Sostenibilidad de la deuda pública y tasas de interés
Petro argumenta que el incremento en las obligaciones estatales no se debe a un gasto excesivo, sino a la política del Banco de la República. El jefe de Estado afirma que su administración es la que "menos ha endeudado a Colombia" y el crecimiento de esta variable obedece primordialmente a las altas tasas de interés. Para el mandatario, la fórmula contable indica que la deuda es insostenible si el interés real supera el crecimiento.
La propuesta presidencial busca reducir la tasa real de interés, actualmente en 6 puntos, para situarla por debajo del crecimiento que ronda el 3%. Petro asegura que una reducción rápida de tres puntos impulsaría la economía colombiana por encima del 4% anual.
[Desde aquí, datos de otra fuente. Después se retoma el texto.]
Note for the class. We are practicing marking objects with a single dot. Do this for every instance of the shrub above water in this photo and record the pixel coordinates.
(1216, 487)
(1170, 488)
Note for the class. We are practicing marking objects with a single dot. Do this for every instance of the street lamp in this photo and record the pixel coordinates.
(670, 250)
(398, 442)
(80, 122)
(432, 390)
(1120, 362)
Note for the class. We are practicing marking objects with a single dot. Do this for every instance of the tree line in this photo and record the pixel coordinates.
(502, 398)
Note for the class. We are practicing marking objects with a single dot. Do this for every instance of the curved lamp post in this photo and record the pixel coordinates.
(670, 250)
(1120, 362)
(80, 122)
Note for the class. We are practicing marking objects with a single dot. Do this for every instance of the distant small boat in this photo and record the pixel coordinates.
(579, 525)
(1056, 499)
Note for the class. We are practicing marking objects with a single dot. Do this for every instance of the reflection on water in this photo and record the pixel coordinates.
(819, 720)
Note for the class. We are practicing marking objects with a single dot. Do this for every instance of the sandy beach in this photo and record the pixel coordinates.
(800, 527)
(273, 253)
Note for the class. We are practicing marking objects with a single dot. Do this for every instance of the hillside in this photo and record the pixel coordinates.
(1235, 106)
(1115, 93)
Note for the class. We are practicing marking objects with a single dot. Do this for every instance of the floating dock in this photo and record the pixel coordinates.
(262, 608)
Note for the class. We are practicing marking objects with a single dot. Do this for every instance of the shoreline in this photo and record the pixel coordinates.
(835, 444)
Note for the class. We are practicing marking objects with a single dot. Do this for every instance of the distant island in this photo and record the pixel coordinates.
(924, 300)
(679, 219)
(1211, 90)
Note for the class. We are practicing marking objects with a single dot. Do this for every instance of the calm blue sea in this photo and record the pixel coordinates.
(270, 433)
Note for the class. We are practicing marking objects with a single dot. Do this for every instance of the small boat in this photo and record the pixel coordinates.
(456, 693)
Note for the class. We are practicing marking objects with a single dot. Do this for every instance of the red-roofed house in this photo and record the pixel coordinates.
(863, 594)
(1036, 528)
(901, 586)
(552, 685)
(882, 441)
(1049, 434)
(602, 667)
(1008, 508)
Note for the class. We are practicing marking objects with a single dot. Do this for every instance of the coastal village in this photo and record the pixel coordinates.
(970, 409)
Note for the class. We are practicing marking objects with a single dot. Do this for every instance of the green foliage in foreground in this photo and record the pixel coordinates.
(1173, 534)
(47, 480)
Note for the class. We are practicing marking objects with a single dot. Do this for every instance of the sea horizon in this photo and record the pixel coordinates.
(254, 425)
Este escenario permitiría, según su visión, generar riqueza a través de la producción real, alejándose de modelos basados únicamente en rentas de especulación financiera que afectan la estabilidad.
Control de inflación y política monetaria frente al objetivo del 3%
Sin embargo, la Junta mantiene una visión cautelosa debido a que la inflación básica se ubicó en casi 6,0% en mayo, alejándose del objetivo técnico. La decisión de subir las tasas contó con cuatro votos a favor, reflejando una división interna donde otros directores preferían reducciones menores. El equipo técnico advierte que la demanda interna sigue superando la producción nacional, manteniendo una presión ascendente sobre los precios finales al consumidor.
Desafíos del déficit fiscal y proyecciones de crecimiento para 2026
En el frente fiscal, el Gobierno nacional plantea recuperar ingresos mediante una reforma tributaria dirigida a las grandes rentas especuladoras que hoy obstaculizan la producción. Petro enfatiza la importancia de corregir decisiones previas, mencionando el impacto de 70 billones de pesos por el subsidio a la gasolina. Su estrategia busca disminuir el déficit primario que ha crecido desde el año 2015 por el cambio del modelo energético.
La situación actual es exigente, pues el déficit fiscal cerró 2025 en 6,4% del PIB, el nivel más alto en dos décadas excluyendo la pandemia. Con vencimientos de deuda pública cercanos a los $63 billones anuales, la sostenibilidad financiera se convierte en un reto administrativo inaplazable.